Warriors

How do Warriors stack up against West playoff teams next year?

Warriors

Even before the Los Angeles Lakers were crowned champions in last year's playoffs, it was known that the Western Conference was going to be as competitive as ever this season. 

The Denver Nuggets stunned the world inside the bubble last year by beating the Utah Jazz and Los Angeles Clippers after falling behind three-games-to-one.

Despite these playoff losses, the Jazz and Clippers' talent wasn't going anywhere. The Lakers were, well, the Lakers. The Phoenix Suns went 8-0 in the bubble and then added Chris Paul. The Portland Trail Blazers had a strong bubble performance as well. And the Warriors were supposed to get Klay Thompson back and return to the top of the standings. 

The latter didn't happen, but I digress. 

When the Lakers were eliminated from the playoffs in the first round, it solidified one thing: the Western Conference is up for grabs. 

This is good news for the Warriors heading into next season, as there is no one team that owns the conference. But it also makes things a bit trickier, as they will have to pass a lot of opponents in their way who are also looking to get over the hump. 

So how do the Warriors stack up to the playoff teams in the West?

Golden State has a lot of pieces that will make them formidable competitors with this year's playoff teams. 

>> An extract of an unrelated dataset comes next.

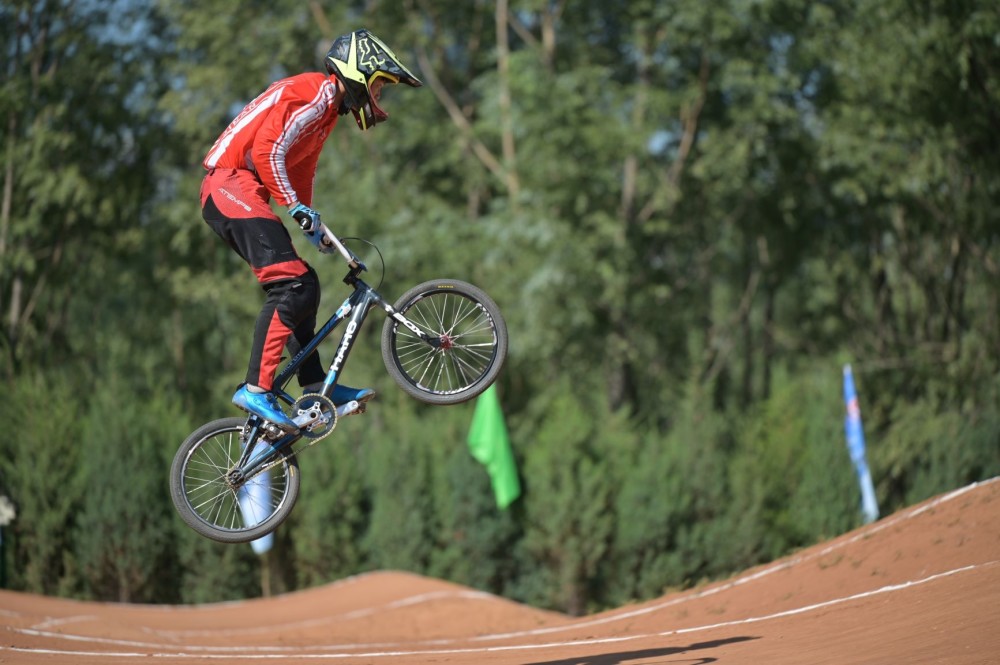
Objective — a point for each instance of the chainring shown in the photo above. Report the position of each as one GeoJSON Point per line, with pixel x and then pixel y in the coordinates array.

But let's make one thing clear first: while adding Thompson back into the lineup will help the Warriors, it will not solve all of their problems and put them right back to the top of the West. We don't even know when Thompson is supposed to make his return. So, let's just not forget that.

 

With Draymond Green anchoring their defense, they have the ability to lock down opponents and win games through suffocating other teams' offenses. 

The Warriors also have Steph Curry -- a point that doesn't need much more explanation. 

A four-man lineup of Curry, Green, Thompson and Andrew Wiggins is strong. But this is where the Warriors start to face problems against the field in the West. 

Who is that fifth guy? 

Kevon Looney -- who just picked up his $5.2 million player option and will most likely have the starting center spot next season -- is an OK option. If James Wiseman can get healthy and improve his play, that's fine too. But, neither center gives the Warriors a clear advantage over the other typical centers in the West such as Deandre Ayton or Anthony Davis. 

Even outside of the center spot, depth isn't on the Warriors' side. Yes, Jordan Poole and Juan Toscano-Anderson emerged as tremendous contributors. If Kelly Oubre Jr., Eric Paschall and Damion Lee stayed healthy, they could have done more. 

But, there is no way Golden State's bench would have competed to the depth that's on the Suns, Lakers, Jazz, or even Nuggets. 

The other clear thing the Warriors are lacking is a wing player who can create his own shot, and then just rise and shoot over his defender. 

Devin Booker, who has proven that the mid-range shot is not dead and is actually a lethal weapon, is that for the Suns. The Clippers have Paul Goerge. Michael Porter Jr. emerged as that for the Nuggets. Donovan Mitchell has done that for Utah. 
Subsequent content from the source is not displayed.